Chi Siamo

Sarà solo una piccola goccia d’acqua,
ma se non lo fai tu, non ci sarà
nessuno a portarla
(Madre Teresa da Calcutta)

ACAT Italia è una associazione nata il 13 aprile 1987

Organi di ACAT Italia:
L’Assemblea, che si riunisce ordinariamente ogni 2 anni, approva il bilancio ed elegge gli organi associativi, il Presidente, il Comitato Organizzatore composto dal Presidente, dal Tesoriere e da 5 consiglieri

Organigramma:
Presidente:   Massimo Corti
Tesoriere:     Emanuela Ciaralli
Cosiglieri:   Maria Elisa Tittoni – Luciana Settanni – Carlo Alberto Cucciardi – Maria Vittoria (Mariella) Zaffino – su nomina dell’assemblea di Acat Giovanna Melis da aprile del 2014

ACAT Italia è una associazione cristiana ecumenica che agisce contro la tortura e la pena di morte, impegnandosi al fianco di tutti coloro che hanno gli stessi obiettivi e promuovono i Diritti Umani nel mondo.

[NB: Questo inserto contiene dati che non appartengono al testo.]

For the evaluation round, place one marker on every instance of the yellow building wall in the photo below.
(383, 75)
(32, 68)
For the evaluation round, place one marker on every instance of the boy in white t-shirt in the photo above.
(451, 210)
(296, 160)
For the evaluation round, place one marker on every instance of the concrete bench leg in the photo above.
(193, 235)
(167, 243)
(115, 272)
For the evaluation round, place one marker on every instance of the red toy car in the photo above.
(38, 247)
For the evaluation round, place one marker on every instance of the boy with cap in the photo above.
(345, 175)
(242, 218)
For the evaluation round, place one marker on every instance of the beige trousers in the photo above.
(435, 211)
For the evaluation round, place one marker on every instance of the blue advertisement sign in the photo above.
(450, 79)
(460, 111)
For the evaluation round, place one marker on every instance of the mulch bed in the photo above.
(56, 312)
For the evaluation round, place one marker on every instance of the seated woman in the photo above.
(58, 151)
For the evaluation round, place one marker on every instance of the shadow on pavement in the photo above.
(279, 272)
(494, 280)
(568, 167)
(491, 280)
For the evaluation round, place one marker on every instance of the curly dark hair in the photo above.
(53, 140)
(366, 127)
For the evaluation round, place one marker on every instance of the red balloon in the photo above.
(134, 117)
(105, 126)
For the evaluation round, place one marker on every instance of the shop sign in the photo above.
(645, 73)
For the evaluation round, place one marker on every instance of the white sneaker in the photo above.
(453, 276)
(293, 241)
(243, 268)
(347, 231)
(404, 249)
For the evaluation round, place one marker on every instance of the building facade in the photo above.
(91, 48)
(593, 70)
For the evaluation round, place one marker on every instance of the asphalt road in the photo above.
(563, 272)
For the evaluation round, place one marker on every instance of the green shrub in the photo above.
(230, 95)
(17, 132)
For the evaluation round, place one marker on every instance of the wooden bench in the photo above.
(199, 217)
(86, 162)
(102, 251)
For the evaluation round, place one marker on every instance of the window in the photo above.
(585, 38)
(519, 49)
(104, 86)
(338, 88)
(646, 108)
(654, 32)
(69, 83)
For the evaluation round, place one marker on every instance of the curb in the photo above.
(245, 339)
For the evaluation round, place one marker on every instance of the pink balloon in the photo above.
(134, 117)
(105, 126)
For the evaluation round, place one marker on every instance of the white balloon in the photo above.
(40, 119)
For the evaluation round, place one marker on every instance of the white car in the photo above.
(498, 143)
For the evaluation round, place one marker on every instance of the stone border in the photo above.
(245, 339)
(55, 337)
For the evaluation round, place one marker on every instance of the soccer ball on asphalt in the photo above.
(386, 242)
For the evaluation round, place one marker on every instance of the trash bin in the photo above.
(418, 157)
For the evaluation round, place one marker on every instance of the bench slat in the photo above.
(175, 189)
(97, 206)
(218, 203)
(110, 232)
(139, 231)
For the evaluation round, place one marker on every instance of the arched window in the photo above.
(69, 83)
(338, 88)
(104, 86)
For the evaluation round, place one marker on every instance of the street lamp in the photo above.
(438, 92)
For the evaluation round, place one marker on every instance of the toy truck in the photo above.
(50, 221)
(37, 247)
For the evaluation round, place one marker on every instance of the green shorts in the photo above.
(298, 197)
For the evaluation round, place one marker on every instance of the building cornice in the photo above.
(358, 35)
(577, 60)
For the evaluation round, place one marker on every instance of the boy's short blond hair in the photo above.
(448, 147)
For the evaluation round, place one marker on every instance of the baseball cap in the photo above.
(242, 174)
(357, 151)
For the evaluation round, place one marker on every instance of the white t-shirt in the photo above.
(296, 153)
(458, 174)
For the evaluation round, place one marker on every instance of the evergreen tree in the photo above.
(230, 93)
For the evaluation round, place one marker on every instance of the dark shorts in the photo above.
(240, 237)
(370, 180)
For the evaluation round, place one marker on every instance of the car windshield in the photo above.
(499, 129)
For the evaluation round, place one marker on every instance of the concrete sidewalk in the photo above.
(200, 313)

Alla base dell’azione di ACAT c’è l’Articolo 5 della Dichiarazione Universale dei Diritti dell’Uomo del 1948: Nessuno sarà sottoposto a tortura, né a pene o trattamenti crudeli, inumani o degradanti”; altro pilastro della nostra azione è il convincimento cristiano della dignità di ogni uomo “… creato a somiglianza di Dio”.
ACAT è indipendente dalle strutture internazionali delle Chiese e da tutti i gruppi economici ideologici e politici.
ACAT agisce tramite l’invio di lettere/appelli/petizioni alle autorità dei paesi dove si praticano tortura, trattamenti inumani e degradanti, sparizioni forzate, ingiusta detenzione.
Tra gli obiettivi principali vi è l’azione di sensibilizzazione dell’opinione pubblica. Secondo un antico proverbio orientale: “Se vuoi vivere bene tutta la vita, coltiva uomini”.

Il prof. Paolo Ricca della Tavola Valdese Italiana, parlando a Parigi nel 2004 al trentennale della fondazione dell’ACAT, ha dato una bellissima definizione dello spirito dell’associazione: “…. noi di ACAT siamo un’Azione, non siamo un Discorso. Abbiamo agito. Un atto era richiesto, non pensieri o parole. Abbiamo fatto la stessa esperienza dei primi discepoli di Gesù, ai quali il Maestro un bel giorno ha detto: ”Seguimi!” e noi l’abbiamo seguito. Non abbiamo potuto fare altrimenti. L’ACAT è nata così, da una decisione improvvisa, da un atto subitaneo di obbedienza. Niente è stato preparato, niente è stato programmato, tutto abbiamo dovuto imparare. E a poco a poco abbiamo imparato, e stiamo ancora imparando.

 ACAT agisce e prega, anche quando sembra impossibile che le cose cambino. ACAT non si scoraggia né si demoralizza. La frase di Madre Teresa di Calcutta citata nella testata della pagina ci conforta e ci fa da sprone, ogni giorno.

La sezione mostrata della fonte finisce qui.